The inventors of the present invention have made extensive studies as to a method for preventing trace impurities from being produced. As a result, copper is used as a material for the distillation column to prevent the formation of ethyl ether, and dissolved oxygen in the raw material is used in advance to prevent the formation of acetaldehyde. The present invention has been completed by discovering that the problem can be solved by setting the number to zero or providing a sufficient number of stages for stripping oxygen in the portion below the raw material supply position.

[0014]

EXAMPLES The effects of the present invention will be proved by the following test examples of the present invention. Reagent grade ethanol was charged into a container made of stainless steel (SUS304), carbon steel (STS38), copper, and glass, and the temperature was 2 under N ₂ pressure and air pressure.
It was kept at 10 ° C. for 10 minutes, and the presence or absence of trace impurities in ethanol was analyzed by gas chromatography.

From the above, in the case of the glass container, no impurities were generated at all, but it is difficult and expensive to coat the inner surface of the pressure container with glass, which is not practical.
On the other hand, in the case of stainless steel and carbon steel, acetaldehyde,
Several 10 ppm of ethyl ether and isoamyl alcohol were produced. In the case of copper, about 200 ppm of acetaldehyde was produced under the pressure of air, but no trace impurities were detected under the pressure of N ₂ , which was a preferable result.

[0016]

According to the present invention, the previously proposed method (for example, Japanese Patent Application Nos. 1-160696 and 1-294032).
No. 1 to 160697), it is possible to produce industrial alcohol that can pass the alcohol monopoly standard with significantly less energy than the conventional distillation method.

[Brief description of drawings]

FIG. 1 is an explanatory diagram of an embodiment of the present invention.
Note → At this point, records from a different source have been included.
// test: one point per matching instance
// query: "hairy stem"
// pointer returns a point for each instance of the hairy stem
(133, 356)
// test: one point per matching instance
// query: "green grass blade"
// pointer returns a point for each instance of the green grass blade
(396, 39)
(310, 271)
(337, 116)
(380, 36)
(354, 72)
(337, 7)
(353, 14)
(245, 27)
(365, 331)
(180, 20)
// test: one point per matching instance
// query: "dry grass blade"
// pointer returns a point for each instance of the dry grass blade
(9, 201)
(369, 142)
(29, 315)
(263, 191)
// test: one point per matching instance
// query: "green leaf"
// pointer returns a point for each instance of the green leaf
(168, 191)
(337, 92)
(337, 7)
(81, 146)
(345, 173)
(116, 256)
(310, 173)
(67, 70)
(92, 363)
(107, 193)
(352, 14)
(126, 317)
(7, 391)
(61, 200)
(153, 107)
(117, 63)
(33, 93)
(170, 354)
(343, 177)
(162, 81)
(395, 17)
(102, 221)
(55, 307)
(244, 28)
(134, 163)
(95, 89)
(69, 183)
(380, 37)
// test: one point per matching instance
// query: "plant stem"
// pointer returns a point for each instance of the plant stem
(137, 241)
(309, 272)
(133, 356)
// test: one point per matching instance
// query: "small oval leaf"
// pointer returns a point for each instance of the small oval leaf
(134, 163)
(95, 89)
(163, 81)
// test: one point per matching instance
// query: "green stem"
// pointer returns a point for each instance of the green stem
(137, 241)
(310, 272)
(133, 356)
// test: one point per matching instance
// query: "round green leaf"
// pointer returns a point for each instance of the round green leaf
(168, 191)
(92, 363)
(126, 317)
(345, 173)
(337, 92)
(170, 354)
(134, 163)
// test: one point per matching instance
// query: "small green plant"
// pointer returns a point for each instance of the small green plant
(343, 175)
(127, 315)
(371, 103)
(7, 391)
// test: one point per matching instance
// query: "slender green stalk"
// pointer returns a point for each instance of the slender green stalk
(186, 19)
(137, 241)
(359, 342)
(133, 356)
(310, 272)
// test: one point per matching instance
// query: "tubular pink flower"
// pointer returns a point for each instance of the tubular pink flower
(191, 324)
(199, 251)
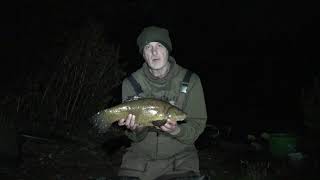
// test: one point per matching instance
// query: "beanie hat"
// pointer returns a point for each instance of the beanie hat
(154, 34)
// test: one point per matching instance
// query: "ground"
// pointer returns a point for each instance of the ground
(221, 160)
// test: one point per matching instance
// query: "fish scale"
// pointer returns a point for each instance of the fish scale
(148, 112)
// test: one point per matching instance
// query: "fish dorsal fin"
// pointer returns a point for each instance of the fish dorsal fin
(131, 98)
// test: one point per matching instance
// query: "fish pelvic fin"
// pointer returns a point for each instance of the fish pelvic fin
(159, 123)
(100, 122)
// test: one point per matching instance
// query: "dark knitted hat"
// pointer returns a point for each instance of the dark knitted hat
(154, 34)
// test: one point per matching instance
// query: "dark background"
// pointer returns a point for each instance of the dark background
(253, 56)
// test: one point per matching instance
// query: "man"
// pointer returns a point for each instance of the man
(168, 151)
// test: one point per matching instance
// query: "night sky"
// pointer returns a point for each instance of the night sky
(253, 56)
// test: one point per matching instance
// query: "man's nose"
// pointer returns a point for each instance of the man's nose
(154, 50)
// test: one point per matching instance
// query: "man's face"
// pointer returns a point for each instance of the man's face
(155, 55)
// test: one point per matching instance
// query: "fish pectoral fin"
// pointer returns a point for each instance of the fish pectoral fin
(159, 123)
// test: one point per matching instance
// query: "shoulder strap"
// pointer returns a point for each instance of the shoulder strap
(136, 86)
(183, 89)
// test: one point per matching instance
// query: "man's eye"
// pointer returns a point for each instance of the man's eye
(147, 47)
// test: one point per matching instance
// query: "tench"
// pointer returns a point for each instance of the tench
(148, 112)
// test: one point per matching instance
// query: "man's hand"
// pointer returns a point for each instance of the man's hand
(171, 127)
(130, 123)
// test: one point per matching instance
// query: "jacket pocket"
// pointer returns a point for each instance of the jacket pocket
(187, 162)
(133, 162)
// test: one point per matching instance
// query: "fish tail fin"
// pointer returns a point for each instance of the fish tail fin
(100, 122)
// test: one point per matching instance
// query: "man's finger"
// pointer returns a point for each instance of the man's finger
(132, 122)
(127, 122)
(121, 122)
(172, 122)
(163, 128)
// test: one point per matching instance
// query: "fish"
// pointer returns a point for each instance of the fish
(148, 112)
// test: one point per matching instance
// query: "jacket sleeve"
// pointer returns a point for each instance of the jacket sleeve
(128, 91)
(195, 107)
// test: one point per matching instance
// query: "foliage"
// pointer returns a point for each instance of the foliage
(82, 82)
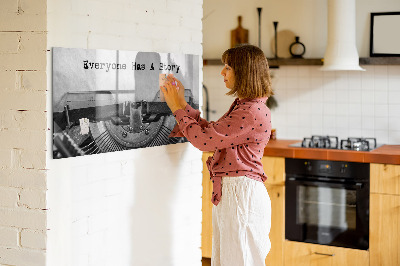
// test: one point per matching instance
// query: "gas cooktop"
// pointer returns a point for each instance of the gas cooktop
(332, 142)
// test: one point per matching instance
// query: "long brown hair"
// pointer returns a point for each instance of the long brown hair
(250, 66)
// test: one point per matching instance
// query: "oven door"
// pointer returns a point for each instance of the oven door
(327, 213)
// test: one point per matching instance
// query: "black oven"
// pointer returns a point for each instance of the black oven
(327, 202)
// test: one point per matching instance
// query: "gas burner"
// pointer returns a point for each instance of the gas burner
(332, 142)
(358, 144)
(327, 142)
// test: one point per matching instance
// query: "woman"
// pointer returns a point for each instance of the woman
(242, 208)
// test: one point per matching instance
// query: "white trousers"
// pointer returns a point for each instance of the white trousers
(241, 223)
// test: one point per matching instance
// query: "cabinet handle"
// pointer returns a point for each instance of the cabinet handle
(325, 254)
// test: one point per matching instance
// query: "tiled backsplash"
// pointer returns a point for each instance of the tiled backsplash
(314, 102)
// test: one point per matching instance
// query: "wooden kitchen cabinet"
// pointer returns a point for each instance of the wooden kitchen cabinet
(385, 178)
(206, 232)
(277, 233)
(274, 168)
(384, 236)
(305, 254)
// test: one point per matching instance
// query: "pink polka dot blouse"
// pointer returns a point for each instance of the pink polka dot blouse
(238, 139)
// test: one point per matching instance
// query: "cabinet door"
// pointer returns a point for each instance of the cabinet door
(384, 229)
(274, 168)
(206, 232)
(305, 254)
(277, 233)
(385, 178)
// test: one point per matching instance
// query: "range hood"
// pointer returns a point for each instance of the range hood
(341, 51)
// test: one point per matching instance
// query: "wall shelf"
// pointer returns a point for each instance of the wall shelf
(273, 63)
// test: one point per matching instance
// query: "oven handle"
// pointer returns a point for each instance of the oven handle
(325, 254)
(357, 185)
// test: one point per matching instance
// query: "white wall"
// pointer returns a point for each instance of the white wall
(137, 207)
(311, 102)
(23, 133)
(304, 18)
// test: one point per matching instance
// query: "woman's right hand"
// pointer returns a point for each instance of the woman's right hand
(181, 90)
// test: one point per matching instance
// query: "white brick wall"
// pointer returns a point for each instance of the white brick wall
(22, 132)
(137, 207)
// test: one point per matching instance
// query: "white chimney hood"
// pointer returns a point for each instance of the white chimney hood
(341, 51)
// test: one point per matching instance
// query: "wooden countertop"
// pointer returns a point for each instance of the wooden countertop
(389, 154)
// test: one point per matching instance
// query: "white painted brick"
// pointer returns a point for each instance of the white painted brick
(149, 6)
(5, 159)
(179, 7)
(191, 23)
(8, 237)
(108, 41)
(25, 139)
(35, 120)
(23, 218)
(33, 159)
(7, 80)
(23, 178)
(23, 100)
(33, 199)
(98, 222)
(33, 7)
(8, 6)
(9, 42)
(31, 80)
(169, 20)
(31, 55)
(23, 22)
(153, 32)
(33, 239)
(8, 197)
(17, 256)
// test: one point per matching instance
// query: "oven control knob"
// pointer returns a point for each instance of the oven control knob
(308, 166)
(343, 168)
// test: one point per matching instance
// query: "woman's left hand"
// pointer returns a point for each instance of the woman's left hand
(170, 91)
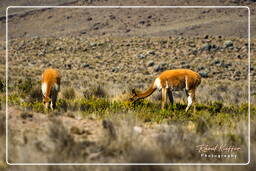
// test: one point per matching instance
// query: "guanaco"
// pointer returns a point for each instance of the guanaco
(172, 80)
(50, 87)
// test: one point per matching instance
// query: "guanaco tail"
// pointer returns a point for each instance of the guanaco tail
(50, 87)
(173, 80)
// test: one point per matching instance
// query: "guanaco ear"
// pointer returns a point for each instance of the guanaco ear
(134, 92)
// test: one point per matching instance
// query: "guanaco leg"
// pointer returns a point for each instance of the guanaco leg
(170, 96)
(191, 99)
(164, 91)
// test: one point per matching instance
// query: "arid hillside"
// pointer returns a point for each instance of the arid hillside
(102, 54)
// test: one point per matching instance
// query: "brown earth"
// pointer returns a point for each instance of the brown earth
(114, 48)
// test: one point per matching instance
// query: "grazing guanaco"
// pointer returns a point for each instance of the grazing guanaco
(50, 87)
(173, 80)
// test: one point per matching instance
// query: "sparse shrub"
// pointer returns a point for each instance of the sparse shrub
(97, 91)
(62, 104)
(69, 93)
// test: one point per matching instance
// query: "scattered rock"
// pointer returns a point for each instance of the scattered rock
(98, 56)
(108, 125)
(142, 22)
(115, 69)
(112, 17)
(137, 129)
(141, 56)
(26, 115)
(207, 47)
(151, 52)
(203, 74)
(89, 19)
(150, 63)
(228, 43)
(76, 130)
(161, 67)
(85, 65)
(200, 68)
(67, 66)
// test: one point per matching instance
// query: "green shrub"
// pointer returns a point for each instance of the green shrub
(69, 93)
(35, 95)
(97, 91)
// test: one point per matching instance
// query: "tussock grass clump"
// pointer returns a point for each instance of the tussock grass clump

 ─────────────────────────────────────────────────── ─── Continuation of the front page (72) Inventor Goo Yamamoto 4-6-22 Kannon Shinmachi, Nishi-ku, Hiroshima City, Hiroshima Prefecture Mitsubishi Heavy Industries, Ltd. Hiroshima Research Laboratory Koichi Nakano (56) Reference JP-A-2-196739 (JP, A) JP-A-3-157340 (JP, A) JP-A-3-27336 (JP, A) JP-A-3-27337 (JP, A)

Claims (1)

[Claims] 1. A impurities from the water-containing ethanol to the gas solvent high concentrations of ethanol obtained by extraction with a gas solvent in the vicinity of the critical point to a process for separating at pressure distillation column, pressurizing the distillation column The number of stages from the inlet of the high-concentration ethanol raw material to the bottom reboiler is sufficient to eliminate the dissolved oxygen in the high-concentration ethanol raw material, and the temperature is 100.
A method for separating impurities in high-concentration ethanol, characterized in that the material of the pressure distillation column having a temperature of ℃ or higher is copper or copper-plated material.